Publié le par la freniere

L’art, délaissant le sujet pour la matière, n’est plus qu’un produit. La signature de l’artiste n’authentifie qu’un billet de banque. À semer sans amour on ne récolte que l’insensé. Il n’y a plus de chair mais un devis. Il n’y a plus d’image mais un signe. L’instant n’a que l’apparence du présent. Le corps n’appartient pas au présent mais chevauche le temps. L’homme qui se conçoit à l’image d’un Dieu en perd l’absolu. Quand la pensée me fuit, je retrouve le rêve et le frisson des choses. Je fais partie de l’eau, de l’herbe, des odeurs. Je mêle ma parole au fumet de la soupe, à la braise du feu, à la neige qui tombe. Le sens est un élan pour enjamber le ciel. Il faut que l’écriture engage tout le corps. Il faut écrire tout autant avec les yeux que les oreilles.
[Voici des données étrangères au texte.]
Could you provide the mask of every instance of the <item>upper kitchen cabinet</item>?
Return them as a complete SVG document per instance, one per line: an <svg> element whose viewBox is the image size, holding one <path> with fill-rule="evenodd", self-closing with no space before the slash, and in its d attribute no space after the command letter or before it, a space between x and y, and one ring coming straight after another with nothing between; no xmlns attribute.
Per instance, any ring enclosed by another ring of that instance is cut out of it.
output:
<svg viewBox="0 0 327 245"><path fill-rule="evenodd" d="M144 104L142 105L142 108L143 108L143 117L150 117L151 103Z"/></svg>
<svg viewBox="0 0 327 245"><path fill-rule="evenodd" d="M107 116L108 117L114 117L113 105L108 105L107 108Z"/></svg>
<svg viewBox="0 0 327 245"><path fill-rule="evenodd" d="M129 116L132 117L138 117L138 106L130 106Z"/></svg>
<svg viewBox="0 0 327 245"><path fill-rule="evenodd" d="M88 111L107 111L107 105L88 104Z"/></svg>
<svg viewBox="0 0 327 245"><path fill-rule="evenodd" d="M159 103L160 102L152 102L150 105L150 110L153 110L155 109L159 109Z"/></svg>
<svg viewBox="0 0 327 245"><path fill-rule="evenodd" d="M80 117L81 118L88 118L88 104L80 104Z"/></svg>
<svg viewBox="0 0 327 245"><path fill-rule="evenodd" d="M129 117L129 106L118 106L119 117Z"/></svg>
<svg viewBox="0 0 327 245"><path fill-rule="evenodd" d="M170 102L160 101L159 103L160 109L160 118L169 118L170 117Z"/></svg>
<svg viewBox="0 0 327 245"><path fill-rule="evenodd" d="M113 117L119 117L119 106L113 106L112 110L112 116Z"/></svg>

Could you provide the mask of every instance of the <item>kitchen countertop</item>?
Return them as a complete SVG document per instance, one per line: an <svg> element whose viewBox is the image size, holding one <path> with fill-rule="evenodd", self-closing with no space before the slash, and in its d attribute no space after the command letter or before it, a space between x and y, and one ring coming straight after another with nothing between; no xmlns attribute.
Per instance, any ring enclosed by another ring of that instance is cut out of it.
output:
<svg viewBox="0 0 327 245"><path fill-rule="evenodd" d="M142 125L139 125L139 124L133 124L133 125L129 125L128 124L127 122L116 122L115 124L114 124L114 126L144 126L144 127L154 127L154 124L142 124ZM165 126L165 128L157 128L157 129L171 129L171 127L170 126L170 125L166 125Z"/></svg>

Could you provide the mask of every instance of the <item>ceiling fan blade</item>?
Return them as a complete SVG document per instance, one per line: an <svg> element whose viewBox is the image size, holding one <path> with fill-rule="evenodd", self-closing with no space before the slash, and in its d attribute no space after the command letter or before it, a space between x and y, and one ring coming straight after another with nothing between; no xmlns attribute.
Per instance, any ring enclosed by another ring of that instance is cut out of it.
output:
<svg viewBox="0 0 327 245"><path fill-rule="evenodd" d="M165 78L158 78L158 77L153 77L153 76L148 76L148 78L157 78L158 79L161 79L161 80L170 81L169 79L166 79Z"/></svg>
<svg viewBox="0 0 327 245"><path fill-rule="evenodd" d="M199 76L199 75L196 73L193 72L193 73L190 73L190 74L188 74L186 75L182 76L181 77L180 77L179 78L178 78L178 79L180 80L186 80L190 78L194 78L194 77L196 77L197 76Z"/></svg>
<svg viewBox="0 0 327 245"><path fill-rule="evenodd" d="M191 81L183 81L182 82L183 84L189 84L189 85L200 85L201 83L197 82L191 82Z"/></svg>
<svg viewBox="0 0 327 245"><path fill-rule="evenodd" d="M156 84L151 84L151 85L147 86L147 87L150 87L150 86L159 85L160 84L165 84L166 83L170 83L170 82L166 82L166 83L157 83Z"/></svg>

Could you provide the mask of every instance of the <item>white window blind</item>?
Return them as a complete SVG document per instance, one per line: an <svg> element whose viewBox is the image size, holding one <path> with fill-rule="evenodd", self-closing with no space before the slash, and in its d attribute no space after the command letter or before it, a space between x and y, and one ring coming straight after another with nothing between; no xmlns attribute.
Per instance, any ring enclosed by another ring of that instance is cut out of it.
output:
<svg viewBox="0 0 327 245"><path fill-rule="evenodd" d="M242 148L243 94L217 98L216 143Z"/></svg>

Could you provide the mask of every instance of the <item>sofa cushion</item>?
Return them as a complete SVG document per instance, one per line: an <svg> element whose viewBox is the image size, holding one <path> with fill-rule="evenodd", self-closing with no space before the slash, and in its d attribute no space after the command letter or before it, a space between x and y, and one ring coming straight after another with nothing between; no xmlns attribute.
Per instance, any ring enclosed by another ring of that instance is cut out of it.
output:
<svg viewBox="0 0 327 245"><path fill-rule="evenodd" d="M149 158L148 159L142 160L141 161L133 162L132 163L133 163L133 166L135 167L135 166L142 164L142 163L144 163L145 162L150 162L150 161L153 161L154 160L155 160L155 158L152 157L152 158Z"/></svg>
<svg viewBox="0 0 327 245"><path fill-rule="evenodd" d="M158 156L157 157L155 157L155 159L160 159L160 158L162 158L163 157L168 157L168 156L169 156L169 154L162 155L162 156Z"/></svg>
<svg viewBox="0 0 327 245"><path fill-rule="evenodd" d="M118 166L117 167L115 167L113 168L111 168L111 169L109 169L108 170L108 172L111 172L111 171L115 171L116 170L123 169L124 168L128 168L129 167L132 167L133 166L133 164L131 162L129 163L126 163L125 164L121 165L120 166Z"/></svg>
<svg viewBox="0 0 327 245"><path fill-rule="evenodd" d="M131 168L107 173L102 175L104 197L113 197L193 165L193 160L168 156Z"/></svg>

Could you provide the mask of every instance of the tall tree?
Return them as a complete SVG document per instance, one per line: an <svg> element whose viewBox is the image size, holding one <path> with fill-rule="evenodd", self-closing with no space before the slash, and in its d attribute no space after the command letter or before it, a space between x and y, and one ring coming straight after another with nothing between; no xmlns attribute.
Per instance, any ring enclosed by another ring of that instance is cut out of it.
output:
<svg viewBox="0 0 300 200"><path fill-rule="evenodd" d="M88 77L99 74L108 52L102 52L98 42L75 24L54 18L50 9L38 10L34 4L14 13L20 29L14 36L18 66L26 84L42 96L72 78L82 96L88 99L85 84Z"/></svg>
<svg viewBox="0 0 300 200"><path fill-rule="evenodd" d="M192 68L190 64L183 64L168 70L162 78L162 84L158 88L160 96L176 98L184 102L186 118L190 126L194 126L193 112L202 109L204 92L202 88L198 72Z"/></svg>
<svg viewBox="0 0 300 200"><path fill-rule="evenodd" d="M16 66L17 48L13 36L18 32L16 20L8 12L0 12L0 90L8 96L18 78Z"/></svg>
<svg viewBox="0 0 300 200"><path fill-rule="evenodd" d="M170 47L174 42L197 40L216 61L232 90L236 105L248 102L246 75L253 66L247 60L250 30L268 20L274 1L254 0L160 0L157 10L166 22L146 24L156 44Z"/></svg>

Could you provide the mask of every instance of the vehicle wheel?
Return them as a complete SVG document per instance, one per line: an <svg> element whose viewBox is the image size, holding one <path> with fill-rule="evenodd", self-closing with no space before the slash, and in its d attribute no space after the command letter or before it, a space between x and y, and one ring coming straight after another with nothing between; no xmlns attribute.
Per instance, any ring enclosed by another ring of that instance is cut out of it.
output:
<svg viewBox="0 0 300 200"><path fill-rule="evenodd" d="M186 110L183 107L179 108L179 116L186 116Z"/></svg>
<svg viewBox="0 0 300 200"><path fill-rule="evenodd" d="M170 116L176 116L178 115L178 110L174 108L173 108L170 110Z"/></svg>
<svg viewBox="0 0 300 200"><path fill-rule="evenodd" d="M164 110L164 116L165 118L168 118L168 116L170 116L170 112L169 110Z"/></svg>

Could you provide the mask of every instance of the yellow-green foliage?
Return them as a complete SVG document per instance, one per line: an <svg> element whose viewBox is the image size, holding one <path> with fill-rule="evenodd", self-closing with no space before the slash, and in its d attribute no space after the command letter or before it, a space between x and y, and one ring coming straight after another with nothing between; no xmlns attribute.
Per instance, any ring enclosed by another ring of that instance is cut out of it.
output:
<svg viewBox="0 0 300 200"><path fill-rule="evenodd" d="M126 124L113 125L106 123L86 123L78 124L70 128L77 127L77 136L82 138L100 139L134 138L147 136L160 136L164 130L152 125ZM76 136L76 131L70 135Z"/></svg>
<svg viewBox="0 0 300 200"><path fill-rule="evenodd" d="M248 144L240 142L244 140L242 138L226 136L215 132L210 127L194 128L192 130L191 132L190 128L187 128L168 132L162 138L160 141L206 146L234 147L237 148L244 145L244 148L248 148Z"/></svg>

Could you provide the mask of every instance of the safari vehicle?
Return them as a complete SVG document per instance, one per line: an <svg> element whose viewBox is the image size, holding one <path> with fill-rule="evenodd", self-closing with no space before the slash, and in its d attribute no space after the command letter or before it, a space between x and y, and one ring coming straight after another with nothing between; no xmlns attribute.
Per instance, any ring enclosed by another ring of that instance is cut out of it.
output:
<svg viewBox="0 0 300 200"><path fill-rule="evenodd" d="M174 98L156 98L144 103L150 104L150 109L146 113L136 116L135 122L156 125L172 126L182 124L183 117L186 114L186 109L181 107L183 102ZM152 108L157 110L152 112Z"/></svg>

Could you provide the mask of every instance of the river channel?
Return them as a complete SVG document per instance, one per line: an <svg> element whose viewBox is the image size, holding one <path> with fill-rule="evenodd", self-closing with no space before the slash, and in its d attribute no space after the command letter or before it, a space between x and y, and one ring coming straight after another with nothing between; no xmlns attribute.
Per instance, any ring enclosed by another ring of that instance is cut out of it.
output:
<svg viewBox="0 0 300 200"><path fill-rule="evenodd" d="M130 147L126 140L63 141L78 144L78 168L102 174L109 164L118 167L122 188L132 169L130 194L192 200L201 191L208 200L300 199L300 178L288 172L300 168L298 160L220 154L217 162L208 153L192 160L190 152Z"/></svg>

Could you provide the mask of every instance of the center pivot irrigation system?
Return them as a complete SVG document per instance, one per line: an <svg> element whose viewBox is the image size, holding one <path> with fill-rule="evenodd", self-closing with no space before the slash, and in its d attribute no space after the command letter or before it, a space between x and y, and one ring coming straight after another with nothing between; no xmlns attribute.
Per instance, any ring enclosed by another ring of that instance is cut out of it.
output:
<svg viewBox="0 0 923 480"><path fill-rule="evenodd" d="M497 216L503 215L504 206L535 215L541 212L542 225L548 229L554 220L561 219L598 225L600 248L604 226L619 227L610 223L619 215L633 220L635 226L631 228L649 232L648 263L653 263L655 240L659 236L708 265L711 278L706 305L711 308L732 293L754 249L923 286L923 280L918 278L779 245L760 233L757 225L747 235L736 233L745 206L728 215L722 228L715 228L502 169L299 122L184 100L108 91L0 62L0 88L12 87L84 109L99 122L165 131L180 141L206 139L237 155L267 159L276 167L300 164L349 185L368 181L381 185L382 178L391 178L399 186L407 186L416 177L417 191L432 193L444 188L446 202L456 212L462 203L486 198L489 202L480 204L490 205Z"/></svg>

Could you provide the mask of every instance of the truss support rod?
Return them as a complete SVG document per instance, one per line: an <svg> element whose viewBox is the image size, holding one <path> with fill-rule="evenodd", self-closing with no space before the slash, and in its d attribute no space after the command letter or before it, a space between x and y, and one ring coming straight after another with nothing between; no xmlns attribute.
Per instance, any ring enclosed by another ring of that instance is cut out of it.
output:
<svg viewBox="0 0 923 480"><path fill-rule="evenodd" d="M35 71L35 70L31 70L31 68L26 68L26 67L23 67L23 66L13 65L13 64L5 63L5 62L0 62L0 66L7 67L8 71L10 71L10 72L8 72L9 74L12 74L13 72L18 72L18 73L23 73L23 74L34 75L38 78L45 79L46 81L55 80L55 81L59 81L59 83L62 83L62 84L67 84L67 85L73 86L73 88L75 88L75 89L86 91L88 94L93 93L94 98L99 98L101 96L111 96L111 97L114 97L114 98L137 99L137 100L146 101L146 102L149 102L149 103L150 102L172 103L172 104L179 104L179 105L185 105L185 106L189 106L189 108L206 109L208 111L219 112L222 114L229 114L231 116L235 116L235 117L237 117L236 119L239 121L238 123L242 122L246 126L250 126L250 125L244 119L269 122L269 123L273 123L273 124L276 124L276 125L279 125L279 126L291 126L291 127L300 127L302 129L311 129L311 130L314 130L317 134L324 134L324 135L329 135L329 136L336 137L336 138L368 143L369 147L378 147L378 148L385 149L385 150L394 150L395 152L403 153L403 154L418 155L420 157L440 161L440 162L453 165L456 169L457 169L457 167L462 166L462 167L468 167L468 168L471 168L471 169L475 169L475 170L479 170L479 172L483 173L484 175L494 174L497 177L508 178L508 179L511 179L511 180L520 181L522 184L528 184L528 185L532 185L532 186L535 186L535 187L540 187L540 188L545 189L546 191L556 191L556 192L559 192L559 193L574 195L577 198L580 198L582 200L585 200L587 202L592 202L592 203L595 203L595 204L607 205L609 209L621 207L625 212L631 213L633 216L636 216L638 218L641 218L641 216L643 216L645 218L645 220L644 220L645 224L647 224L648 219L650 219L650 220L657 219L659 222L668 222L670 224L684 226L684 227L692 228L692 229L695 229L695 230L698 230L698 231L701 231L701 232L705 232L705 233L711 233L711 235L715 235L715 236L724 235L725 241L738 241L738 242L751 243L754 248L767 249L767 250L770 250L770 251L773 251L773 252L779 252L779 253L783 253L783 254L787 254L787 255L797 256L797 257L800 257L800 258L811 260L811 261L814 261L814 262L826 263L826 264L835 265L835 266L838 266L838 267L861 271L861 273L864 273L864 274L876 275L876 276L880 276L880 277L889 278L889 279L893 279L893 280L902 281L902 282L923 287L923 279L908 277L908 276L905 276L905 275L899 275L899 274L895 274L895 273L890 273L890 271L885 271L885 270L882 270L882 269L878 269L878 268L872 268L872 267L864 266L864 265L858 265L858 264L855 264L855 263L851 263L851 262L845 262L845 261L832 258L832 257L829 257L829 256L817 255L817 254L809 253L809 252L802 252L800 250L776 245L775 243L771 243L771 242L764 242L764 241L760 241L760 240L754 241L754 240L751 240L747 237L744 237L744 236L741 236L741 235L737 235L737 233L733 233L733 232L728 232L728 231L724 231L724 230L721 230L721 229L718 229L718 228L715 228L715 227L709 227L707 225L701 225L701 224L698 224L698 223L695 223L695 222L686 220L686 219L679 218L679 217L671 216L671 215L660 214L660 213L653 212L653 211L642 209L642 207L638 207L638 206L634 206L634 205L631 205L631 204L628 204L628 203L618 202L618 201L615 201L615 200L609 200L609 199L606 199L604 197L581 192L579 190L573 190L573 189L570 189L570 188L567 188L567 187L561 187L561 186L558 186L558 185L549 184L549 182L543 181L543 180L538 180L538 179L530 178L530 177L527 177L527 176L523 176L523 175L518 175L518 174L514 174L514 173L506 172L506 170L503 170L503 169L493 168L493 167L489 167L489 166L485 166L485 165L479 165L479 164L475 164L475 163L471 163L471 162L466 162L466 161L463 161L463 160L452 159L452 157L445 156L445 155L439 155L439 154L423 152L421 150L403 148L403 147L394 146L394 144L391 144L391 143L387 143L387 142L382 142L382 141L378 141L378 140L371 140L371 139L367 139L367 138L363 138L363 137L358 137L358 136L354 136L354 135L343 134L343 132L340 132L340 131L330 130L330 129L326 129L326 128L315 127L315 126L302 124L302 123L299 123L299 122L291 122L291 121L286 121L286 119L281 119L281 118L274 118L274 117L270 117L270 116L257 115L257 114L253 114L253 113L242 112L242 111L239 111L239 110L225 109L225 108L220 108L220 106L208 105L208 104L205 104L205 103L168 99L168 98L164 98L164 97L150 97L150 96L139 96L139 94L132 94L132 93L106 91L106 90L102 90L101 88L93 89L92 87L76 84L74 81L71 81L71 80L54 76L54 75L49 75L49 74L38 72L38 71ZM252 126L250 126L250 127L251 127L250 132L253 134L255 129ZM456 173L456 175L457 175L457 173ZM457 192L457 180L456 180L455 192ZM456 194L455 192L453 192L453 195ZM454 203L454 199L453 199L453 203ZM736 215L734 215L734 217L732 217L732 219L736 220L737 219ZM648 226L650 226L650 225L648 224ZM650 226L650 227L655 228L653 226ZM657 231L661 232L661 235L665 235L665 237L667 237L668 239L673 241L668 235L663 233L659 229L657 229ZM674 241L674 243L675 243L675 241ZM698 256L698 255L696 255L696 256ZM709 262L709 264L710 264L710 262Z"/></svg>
La main qui tient l’outil n’écrase pas la plume, elle lui donne son souffle. Des milliers de personnes ne sont plus personne. Elles portent le nom que leur donne l’argent. L’espace de l’économie est celui de l’absence. Nous ne savons plus vivre l’un pour l’autre. Nous vivons pour paraître. Dans ces conditions, se révolter, s’exprimer, s’aimer, c’est créer un mouvement d’identité, remplacer les couteaux dans le dos par l’accolade, le cynisme par la colère, les haut-le-cœur par la révolte. On ne doit pas baisser la tête mais soulever l’horizon.

Le matériau dont les mots sont faits n’est pas dans les mots. La phrase commence où l’on veut qu’elle commence. Pour descendre vers le haut ou monter vers le bas, il faut être debout. S’il faut remercier le pain ou saluer la table, il faut surtout aimer la faim qui apporte les deux. Il faut aimer la soif, l’eau qui monte en vapeur ou retombe en flocons. Pourquoi donner du sens à la bête sémiotique ? Les mots sont comme des hommes. Les doigts des voyelles tremblent. Les consonnes peuvent pleurer. Le crayon est mon bâton de pèlerin. J’en ai besoin pour dessiner la route. Il arrive que la pensée ait l’odeur des choses. Il n’y a pas de vide sans le plein. On se souvient toujours de la lumière, rarement de l’ombre. Il n’y a pas de lumière sans lumière ni d’ombre sans ombre. Il y a pour chaque nuage un ciel différent, un même sang pour tous. Une main ne tient pas seule dans une main, un cœur dans un corps, un amour dans l’amour. Il manque au visible l’immensité de l’invisible. Il manque au réel la grandeur du rêve. Dans le nid de la mort, les œufs restent vivants.